There is always the risk that an embryo does not survive the biopsy. However, the biopsy, if you are talking about PGT-A at the blastocyst stage when using it from a perfect donor is very risky. We are saying that less than 5% are not surviving the biopsy and then on thawing, then you see that the embryo did not survive. Yes, there are risks of PGT-A like in any other procedure but, definitely, the risk of biopsy in the trophectoderm on the blastocyst is much lesser than a biopsy on a Day 3 embryo.
I cannot say that. Every patient is different. At 42-43, I need to know what is the antral follicle count, what is her AMH, has she already done classic protocols before, what kind of eggs she has produced, how much was the level of the E2 that she has produced. It’s very different. It’s not categorizing people based on age 40-43. I’d rather have a medically fit patient at 42-43 with AMH which is not as low below 2-5. In a scenario of having at least an average AMH, where the woman has not tried IVF antagonist cycle or agonist cycle, definitely in that scenario, I would go for the antagonist cycle. The key thing is here if I can get as many eggs as possible.

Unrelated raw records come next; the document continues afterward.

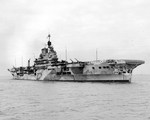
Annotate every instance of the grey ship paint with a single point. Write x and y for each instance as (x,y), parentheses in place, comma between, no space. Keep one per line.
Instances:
(47,67)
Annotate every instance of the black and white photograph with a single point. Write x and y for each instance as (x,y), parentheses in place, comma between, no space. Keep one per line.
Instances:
(74,60)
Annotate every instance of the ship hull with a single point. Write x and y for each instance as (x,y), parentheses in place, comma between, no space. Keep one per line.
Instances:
(78,78)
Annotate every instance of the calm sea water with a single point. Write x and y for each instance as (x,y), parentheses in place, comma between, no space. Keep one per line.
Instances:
(38,100)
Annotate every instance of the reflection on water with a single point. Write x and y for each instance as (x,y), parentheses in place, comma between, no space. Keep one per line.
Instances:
(38,100)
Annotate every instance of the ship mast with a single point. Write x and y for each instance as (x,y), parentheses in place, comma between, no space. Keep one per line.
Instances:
(49,42)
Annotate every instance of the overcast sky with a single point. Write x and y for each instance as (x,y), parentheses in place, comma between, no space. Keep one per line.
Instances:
(117,29)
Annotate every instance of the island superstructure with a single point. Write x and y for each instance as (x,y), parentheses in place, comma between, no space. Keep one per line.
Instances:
(48,67)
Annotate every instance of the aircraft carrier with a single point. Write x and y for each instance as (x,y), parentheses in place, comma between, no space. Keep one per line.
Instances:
(48,67)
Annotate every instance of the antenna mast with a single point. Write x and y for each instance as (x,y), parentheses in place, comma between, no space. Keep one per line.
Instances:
(66,53)
(96,55)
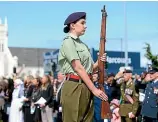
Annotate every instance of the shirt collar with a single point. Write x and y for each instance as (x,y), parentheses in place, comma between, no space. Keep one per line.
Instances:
(73,36)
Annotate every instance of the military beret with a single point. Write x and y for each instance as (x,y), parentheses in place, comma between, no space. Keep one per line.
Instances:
(74,17)
(152,71)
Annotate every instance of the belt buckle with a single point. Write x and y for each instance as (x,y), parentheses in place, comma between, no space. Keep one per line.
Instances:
(68,77)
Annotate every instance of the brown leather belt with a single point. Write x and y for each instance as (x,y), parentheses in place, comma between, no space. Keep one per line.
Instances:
(75,78)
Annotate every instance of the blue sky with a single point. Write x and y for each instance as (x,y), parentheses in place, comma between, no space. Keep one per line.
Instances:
(40,24)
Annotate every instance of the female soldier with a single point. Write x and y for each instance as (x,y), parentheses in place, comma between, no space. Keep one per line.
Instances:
(76,63)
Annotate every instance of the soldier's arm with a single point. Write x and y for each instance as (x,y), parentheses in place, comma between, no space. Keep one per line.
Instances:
(136,102)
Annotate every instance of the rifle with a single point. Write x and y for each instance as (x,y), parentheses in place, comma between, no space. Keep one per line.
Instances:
(105,106)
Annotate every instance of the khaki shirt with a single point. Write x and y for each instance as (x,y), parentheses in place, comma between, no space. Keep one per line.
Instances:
(73,48)
(128,89)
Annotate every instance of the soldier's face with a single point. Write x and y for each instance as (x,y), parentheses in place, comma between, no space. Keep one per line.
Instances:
(147,77)
(79,27)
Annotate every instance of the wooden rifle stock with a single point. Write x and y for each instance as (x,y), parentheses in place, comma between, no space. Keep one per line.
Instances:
(105,106)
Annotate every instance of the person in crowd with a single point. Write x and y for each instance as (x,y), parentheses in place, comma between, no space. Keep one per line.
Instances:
(16,113)
(28,117)
(36,95)
(47,94)
(150,104)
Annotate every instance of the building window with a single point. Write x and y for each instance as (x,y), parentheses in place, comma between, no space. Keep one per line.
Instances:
(2,48)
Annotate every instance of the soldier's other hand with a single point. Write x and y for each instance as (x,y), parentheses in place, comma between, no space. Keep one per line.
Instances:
(130,99)
(103,57)
(131,115)
(100,94)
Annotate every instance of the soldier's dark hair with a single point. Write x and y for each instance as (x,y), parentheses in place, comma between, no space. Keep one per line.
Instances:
(66,29)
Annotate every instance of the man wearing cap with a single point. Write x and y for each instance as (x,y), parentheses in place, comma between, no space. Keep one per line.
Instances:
(129,98)
(150,104)
(76,63)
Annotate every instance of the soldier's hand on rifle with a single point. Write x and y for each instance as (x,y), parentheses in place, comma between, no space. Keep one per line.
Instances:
(103,57)
(131,115)
(100,94)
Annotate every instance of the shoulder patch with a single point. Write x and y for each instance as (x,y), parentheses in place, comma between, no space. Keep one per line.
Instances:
(136,95)
(67,37)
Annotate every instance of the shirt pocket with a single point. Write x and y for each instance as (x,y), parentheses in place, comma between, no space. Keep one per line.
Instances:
(82,53)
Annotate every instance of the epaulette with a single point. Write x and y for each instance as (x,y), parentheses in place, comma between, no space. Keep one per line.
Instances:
(66,37)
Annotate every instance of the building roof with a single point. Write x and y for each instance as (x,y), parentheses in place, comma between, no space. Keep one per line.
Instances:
(32,57)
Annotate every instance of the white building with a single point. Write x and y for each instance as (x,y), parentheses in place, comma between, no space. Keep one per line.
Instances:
(25,60)
(7,61)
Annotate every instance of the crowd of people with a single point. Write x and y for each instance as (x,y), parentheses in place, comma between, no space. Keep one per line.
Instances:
(132,98)
(30,99)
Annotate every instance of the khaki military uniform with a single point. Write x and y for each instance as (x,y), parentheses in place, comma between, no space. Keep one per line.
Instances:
(76,99)
(125,105)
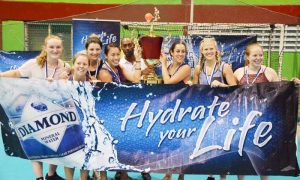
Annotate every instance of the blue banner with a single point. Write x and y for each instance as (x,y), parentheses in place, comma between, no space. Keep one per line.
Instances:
(108,32)
(14,59)
(246,129)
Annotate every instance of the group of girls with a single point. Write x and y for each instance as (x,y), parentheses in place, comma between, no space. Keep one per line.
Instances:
(87,66)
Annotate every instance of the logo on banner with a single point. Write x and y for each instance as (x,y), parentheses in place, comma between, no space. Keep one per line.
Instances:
(45,121)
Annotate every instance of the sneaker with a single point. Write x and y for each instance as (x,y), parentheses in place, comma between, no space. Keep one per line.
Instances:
(146,176)
(55,176)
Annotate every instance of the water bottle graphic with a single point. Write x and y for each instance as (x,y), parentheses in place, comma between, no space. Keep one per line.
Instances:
(50,127)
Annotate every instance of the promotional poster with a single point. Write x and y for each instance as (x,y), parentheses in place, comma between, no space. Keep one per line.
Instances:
(195,129)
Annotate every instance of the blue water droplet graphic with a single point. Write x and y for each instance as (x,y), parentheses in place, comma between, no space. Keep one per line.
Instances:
(39,106)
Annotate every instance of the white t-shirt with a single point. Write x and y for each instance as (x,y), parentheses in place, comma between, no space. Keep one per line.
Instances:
(31,69)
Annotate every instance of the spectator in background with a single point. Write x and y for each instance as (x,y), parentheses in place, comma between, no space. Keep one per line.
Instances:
(255,72)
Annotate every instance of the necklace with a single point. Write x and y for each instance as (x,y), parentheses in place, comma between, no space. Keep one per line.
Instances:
(97,69)
(116,75)
(209,78)
(175,69)
(256,76)
(46,70)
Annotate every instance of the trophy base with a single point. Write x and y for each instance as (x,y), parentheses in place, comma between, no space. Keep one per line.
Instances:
(152,80)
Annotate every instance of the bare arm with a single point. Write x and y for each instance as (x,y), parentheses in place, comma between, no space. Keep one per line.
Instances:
(133,77)
(228,74)
(271,75)
(196,74)
(183,72)
(238,74)
(104,76)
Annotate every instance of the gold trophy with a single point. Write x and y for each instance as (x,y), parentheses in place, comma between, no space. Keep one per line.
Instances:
(151,49)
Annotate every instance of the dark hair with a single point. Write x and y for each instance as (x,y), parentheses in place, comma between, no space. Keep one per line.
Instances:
(93,38)
(175,43)
(78,55)
(109,46)
(247,51)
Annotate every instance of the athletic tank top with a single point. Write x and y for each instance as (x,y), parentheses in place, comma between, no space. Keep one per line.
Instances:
(116,76)
(261,78)
(181,82)
(216,75)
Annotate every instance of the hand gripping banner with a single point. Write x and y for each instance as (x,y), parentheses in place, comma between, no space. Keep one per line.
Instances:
(196,129)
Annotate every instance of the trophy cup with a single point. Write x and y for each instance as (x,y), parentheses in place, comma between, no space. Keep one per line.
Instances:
(151,49)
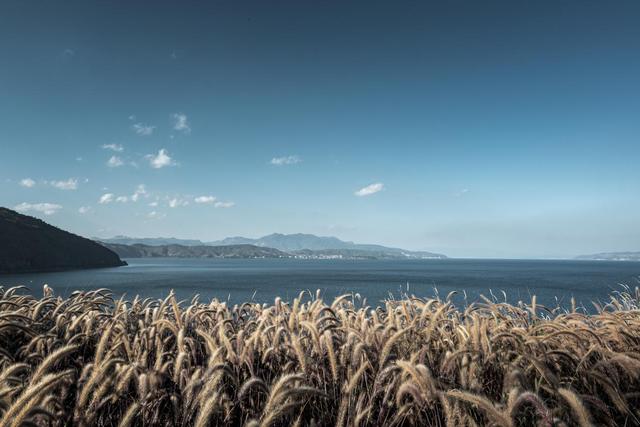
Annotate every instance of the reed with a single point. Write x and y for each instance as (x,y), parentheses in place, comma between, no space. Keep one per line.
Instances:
(89,359)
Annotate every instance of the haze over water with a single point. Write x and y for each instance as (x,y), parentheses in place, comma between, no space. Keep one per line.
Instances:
(262,280)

Because you can get a much higher number of eggs but end up with a lower number of embryos. This lower number of embryos I want to use them for fresh transfer (one embryo) and then see if I can freeze the rest. For mild stimulation, if a woman has very good AMH, she will not have a good chance of reaching her potential in it. It would be a good trial to recruit as many eggs as possible before reaching the age of 43-44. FSH at 7.5 at 42 years old is excellent so any FSH of less than 10 we considered as normal.